Kimin gerçekten parlak olduğuna karar vermek zor; Kimin sürüldüğünü görmek daha kolaydır, uzun vadede daha önemli olabilir.
(It's hard to decide who's truly brilliant; it's easier to see who's driven, which in the long run may be more important.)
Michael Crichton'un "Kongo" da, parlaklık ve sürücü arasındaki ayrım araştırıldı. Alıntı, gerçek parlaklığı tanımanın zor olabileceğini vurgularken, arayışlarında motive ve amansız olanları tanımlamanın çok daha basit olduğunu vurgulamaktadır.

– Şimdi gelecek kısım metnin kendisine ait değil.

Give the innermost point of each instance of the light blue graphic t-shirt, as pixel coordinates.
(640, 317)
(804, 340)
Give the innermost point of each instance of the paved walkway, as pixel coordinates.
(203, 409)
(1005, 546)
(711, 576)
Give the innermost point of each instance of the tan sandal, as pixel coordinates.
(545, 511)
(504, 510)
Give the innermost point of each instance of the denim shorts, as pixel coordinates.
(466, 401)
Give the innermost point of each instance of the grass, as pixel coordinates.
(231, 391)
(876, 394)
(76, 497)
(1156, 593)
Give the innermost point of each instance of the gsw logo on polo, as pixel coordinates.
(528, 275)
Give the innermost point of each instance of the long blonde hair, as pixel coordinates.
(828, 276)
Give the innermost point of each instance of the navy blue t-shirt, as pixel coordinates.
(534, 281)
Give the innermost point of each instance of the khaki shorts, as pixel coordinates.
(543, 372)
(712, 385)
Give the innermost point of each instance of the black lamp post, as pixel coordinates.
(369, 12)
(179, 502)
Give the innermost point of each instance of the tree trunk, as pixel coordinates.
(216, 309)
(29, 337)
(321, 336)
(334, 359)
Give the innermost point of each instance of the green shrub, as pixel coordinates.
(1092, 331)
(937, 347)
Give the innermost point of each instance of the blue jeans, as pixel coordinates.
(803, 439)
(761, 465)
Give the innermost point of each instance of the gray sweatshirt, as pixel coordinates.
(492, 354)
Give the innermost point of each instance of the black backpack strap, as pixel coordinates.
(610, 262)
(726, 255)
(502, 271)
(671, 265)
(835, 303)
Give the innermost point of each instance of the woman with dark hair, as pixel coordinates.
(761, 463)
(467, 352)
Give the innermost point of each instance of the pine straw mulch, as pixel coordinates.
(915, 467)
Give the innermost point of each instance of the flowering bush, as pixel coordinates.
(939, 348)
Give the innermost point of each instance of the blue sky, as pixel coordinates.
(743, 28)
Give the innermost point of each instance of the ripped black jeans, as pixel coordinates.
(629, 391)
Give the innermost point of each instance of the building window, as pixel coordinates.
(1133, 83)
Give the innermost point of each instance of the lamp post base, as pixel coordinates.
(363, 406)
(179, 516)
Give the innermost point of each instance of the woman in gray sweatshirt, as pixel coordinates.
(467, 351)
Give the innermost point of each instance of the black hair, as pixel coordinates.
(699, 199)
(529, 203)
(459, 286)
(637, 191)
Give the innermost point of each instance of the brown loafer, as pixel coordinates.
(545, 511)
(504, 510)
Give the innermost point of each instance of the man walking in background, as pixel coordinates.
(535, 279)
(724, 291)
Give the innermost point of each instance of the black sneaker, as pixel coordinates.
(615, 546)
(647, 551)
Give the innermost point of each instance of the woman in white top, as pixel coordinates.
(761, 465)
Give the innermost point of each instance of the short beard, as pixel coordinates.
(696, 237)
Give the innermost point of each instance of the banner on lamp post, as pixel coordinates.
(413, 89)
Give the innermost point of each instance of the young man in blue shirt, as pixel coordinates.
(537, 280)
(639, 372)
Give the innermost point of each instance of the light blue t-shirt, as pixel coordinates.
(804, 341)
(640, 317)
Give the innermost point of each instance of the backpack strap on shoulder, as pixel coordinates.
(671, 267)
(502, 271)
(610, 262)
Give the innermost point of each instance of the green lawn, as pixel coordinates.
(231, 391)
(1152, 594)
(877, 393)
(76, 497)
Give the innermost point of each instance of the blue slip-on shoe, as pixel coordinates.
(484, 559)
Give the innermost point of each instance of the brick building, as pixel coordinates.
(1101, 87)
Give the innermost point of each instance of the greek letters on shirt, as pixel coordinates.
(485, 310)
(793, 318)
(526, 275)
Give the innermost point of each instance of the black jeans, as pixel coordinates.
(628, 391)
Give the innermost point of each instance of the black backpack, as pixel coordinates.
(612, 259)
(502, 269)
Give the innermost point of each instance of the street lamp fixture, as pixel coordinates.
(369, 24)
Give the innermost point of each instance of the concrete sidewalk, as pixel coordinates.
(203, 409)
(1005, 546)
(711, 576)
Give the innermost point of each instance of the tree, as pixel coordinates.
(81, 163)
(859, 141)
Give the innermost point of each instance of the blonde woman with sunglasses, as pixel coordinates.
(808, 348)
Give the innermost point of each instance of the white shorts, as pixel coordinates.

Drive, birisinin hedeflerine ulaşmaya koyduğu kararlılık ve çabayı ifade eder, başarı söz konusu olduğunda genellikle doğuştan gelen yeteneklerden daha ağır basar.
Nihayetinde, hikaye, kalıcı çabaların önemli başarılara yol açabileceğini ve bu da sürülen bireyleri uzun vadede potansiyel olarak daha etkili hale getirebileceğini gösteriyor. Bu perspektif, okuyucuları sadece entelektüel kabiliyetin aksine sıkı çalışmanın ve esnekliğin değerini dikkate almaya teşvik eder, bu da şiddetli bir şekilde adanmış olanların dünya üzerinde daha kalıcı bir izlenim bırakabileceğini düşündürmektedir.